The granite remains of the oldest bridge on Marm Allen’s Hill, with the concrete remains of the second bridge.

Marm did not found a city or get a car named after her, and Ben could have been a hobo, but they are as much a part of the geography of our small village as the renowned personalities our mountains are called after.

Corkscrew Hill was not named after anyone. The road up this hill started at the base of Ben’s Hill where a timber and stone bridge crossed Main Brook close to where it opens into the Creek. Tumbled granite blocks in the water show where it once stood. This bridge was abandoned in the 1920’s or 30’s but the timbers were still there until they washed away some time in the 1960’s. My husband’s father, Larry Smith, said that when it rained and Corkscrew Hill was slippery the Model T’s would go up the hill backwards in order to make it to the top. We have walked the old road bed, and while steep it does not seem to twist. Did the cars have to zig zag up like a corkscrew to get to the top, or, as a neighbor suggested, was a bottle of something uncorked for the long ride to the other side of the creek?

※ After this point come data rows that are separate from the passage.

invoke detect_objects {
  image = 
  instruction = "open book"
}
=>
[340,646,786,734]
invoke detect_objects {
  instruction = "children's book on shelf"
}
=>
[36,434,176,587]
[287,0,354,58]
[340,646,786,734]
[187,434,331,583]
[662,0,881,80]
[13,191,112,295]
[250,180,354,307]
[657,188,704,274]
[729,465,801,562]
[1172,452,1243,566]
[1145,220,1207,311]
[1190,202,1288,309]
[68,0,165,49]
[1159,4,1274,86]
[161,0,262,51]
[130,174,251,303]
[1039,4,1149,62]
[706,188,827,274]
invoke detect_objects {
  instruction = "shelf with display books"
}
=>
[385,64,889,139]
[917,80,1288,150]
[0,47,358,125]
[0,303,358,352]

Standing near the old bridges, looking at the fill that was brought in to level Allen’s Hill.

We have two other hills here in the village. Music Hill is to the northwest of the cemetery and Music Hill Lane is the road leading to it. Paul Richardson, whose family was one of the village’s first families, thinks this name is fairly recent. Clyde Carter, whose family has been here for at least a few generations, recalls various members of the Smith family who lived up there playing what he calls old time music, fiddles and squeezeboxes and homemade percussion. Music Hill is as quiet as its neighboring cemetery these days.

Our last hill is Esther’s Hill. This was the local name for the long descent towards Seal Harbor, and finally there is someone who remembers Esther. Her name was really Vashti Esther, but she preferred to be called Esther, or V. Esther. She also had a pond named after her, and I heard the bullfrogs singing there today as I biked by. Esther was married to Lawrence Maynard Smith’s brother Maurice. She and Maurice had four children, Shane, David, Maurice and Martha, and one of the boys shot and killed Maurice the elder in a hunting accident.

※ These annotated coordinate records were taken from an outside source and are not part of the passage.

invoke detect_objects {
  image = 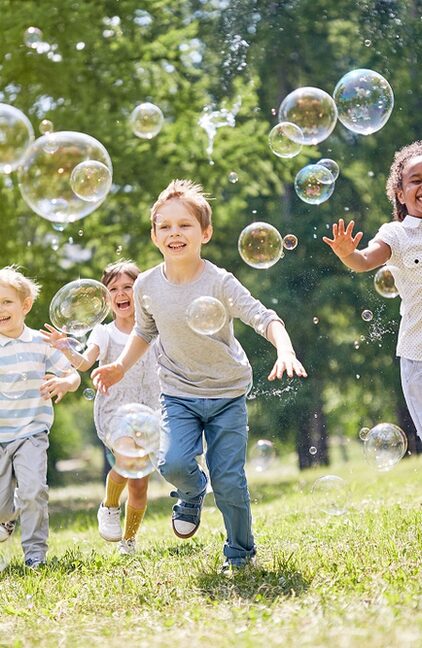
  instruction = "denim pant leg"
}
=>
[13,432,49,560]
[400,358,422,440]
[205,396,256,560]
[158,395,207,503]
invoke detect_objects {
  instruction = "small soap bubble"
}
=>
[317,158,340,180]
[238,222,283,269]
[249,439,275,472]
[363,423,407,472]
[374,266,399,299]
[129,102,164,139]
[311,475,350,516]
[361,309,374,322]
[294,164,335,205]
[186,296,227,335]
[83,387,95,400]
[23,27,43,49]
[268,122,303,158]
[283,234,298,250]
[38,119,54,135]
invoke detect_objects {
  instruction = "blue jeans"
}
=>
[158,395,256,560]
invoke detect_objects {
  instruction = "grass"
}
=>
[0,451,422,648]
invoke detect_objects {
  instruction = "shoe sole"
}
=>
[171,520,201,540]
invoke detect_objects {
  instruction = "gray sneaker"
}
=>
[0,520,16,542]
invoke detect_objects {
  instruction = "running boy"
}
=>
[0,266,81,568]
[92,180,306,570]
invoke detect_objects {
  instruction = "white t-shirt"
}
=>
[369,215,422,361]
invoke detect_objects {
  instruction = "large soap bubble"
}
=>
[0,103,34,173]
[129,102,164,139]
[268,122,303,158]
[19,131,113,223]
[70,160,112,202]
[50,279,110,337]
[238,222,283,269]
[186,296,227,335]
[363,423,407,471]
[278,87,337,145]
[333,69,394,135]
[105,403,160,479]
[374,266,399,299]
[249,439,276,472]
[295,164,334,205]
[311,475,350,515]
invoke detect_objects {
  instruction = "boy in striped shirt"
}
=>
[0,266,81,568]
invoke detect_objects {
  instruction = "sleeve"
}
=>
[368,223,399,253]
[87,324,109,362]
[133,280,158,344]
[223,272,284,339]
[45,345,75,378]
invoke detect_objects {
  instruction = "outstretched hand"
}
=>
[268,353,308,380]
[322,218,363,259]
[91,362,125,394]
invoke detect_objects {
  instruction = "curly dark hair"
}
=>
[386,140,422,221]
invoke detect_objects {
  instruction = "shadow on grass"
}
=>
[198,554,313,603]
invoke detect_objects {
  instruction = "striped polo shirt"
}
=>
[0,326,71,443]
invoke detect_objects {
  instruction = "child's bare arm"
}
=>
[40,370,81,403]
[266,320,308,380]
[322,218,391,272]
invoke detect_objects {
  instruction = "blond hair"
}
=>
[151,180,212,231]
[0,265,41,302]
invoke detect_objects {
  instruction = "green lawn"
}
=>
[0,449,422,648]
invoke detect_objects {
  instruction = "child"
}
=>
[0,266,81,569]
[42,260,159,554]
[323,141,422,446]
[92,180,306,571]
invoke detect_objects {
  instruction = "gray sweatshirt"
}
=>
[134,261,282,398]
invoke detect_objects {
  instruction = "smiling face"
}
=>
[107,272,135,319]
[397,155,422,218]
[151,198,212,262]
[0,284,32,338]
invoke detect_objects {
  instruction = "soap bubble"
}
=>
[311,475,350,515]
[268,122,303,158]
[283,234,298,250]
[249,439,275,472]
[363,423,407,472]
[18,131,112,223]
[50,279,110,337]
[186,296,227,335]
[333,69,394,135]
[374,266,399,299]
[317,158,340,181]
[23,27,43,49]
[295,164,335,205]
[238,222,283,269]
[359,427,370,441]
[278,87,337,145]
[361,310,374,322]
[38,119,54,135]
[0,103,34,173]
[70,160,112,202]
[105,403,160,479]
[129,102,164,139]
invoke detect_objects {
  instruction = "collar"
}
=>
[401,214,422,229]
[0,324,33,346]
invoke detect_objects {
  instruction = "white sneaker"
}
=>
[119,538,136,556]
[97,502,122,542]
[0,520,16,542]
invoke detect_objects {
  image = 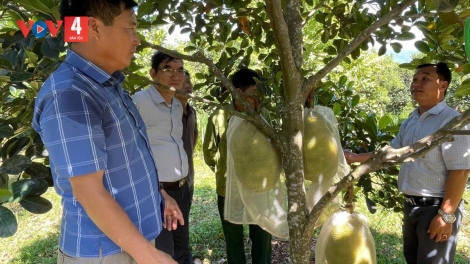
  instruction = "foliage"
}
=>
[0,0,470,263]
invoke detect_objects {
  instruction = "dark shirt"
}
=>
[183,103,198,187]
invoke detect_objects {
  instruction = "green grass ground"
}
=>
[0,152,470,264]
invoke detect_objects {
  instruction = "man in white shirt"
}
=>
[133,52,191,264]
[345,62,470,264]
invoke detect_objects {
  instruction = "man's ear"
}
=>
[439,81,449,92]
[149,68,156,79]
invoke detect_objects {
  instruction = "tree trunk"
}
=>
[280,100,313,264]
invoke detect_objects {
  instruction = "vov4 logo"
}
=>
[16,16,88,42]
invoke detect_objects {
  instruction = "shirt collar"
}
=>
[147,85,181,108]
[412,100,447,117]
[65,49,124,86]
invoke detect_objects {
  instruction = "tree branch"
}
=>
[284,0,303,71]
[266,0,302,102]
[302,0,417,99]
[306,105,470,230]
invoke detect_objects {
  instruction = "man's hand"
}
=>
[428,215,452,242]
[161,189,184,231]
[135,243,178,264]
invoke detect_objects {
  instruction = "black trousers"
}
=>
[155,181,192,264]
[403,202,463,264]
[217,195,272,264]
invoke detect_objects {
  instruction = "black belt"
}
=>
[405,195,442,206]
[160,177,187,189]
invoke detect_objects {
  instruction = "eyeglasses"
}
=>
[158,68,186,77]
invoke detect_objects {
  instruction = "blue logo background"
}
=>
[31,21,49,38]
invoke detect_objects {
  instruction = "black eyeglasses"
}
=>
[158,68,186,77]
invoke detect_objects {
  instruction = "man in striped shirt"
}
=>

After the accident Esther had better things to do than be a mother, and Martha and was raised by her grandmother Nyra, who also lived in Otter Creek. Now Nyra sounds like someone to name a hill after. While she may not have selected her three husband’s for their names, they make lovely sequence. Her first husband was Tripp, her second was Trott and her third, with whom she spent the rest of her life, was Harold Gallup. Harold did not live up to his name however, as Nyra once told my mother-in-law. “I’m interested, but Harold isn’t.”

The old road bed with the new road in the distance. Marm Allen’s Hill.

Although Nyra lived on the same hill as Esther, it is Esther’s Hill, not Tripp, Trott, and Gallup Hill. Martha says she is not positive her grandmother’s second husband really was Trott, but that is what the villagers said, and it might have been.

Our hills are less steep and curved than they were a hundred years ago, but even then they were not considered majestic enough to deserve the name of a worldly explorer. But Champlain Mountain, Ben’s Hill, Dorr Mountain, and Esther’s Hill, whether named for hobo or hero they are equally part of the landscape of life in Otter Creek.